Real-life count data are frequently characterized by overdispersion and excess zeros (Lambert 1992; Greene 1994). Zero-inflated count models provide a way of modeling the excess zeros in addition to allowing for overdispersion. Such models assume that the data are a mixture of two separate data generation processes: one generates only zeros, and the other is either a Poisson or a negative binomial data-generating process. The result of a Bernoulli trial is used to determine which of the two processes generates an observation.

Apply both Zero-inflated Poisson and Zero-inflated Negative Binomial models to a dataset with count outcomes (different from lecture and textbook examples). Your analysis should be complete and should incorporate at least the following procedures: exploratory data analysis, model building, model selection, model diagnostics, model interpretation, and prediction. You might compared with regular Poisson or Negative Binomial models.

For both Part 1 and Part 2, you might find data on your own (e.g., you are particularly interested in some data) or you might choose datasets from online resources such as listed in Topic 1.

Topic 3:

A topic (related to logistic regression, GLM, or categorical data analysis) chosen by your own and approved by the instructor (should be comprehensive and might include advanced topics). If your project involves topics that are not covered by STAT675, you are required to provide introduction on these topics so other students in the class can understand.

Your analysis should be complete and should incorporate at least the following procedures: exploratory data analysis, model building, model selection, model diagnostics, model interpretation, and prediction.

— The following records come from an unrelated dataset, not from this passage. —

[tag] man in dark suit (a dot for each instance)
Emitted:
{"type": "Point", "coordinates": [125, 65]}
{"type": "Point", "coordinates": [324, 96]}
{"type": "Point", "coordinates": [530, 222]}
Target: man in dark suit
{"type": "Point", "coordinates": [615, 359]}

NOTE: The evaluation of the project will be based both on your presentation and your final writing report. Again, to encourage group collaboration and independent study, I will only provide suggestions/advice on potential questions that you might have. I cannot help to solve specific problems/questions such as data cleaning/processing, programming/coding issues, etc. Each group should start the final project as early as possible (I will not answer questions at the last minutes, e.g. the day before/on the presentation date). Don’t wait till the last moment. See the “Instructions and Grading Criteria” file for further requirements and information on the final project.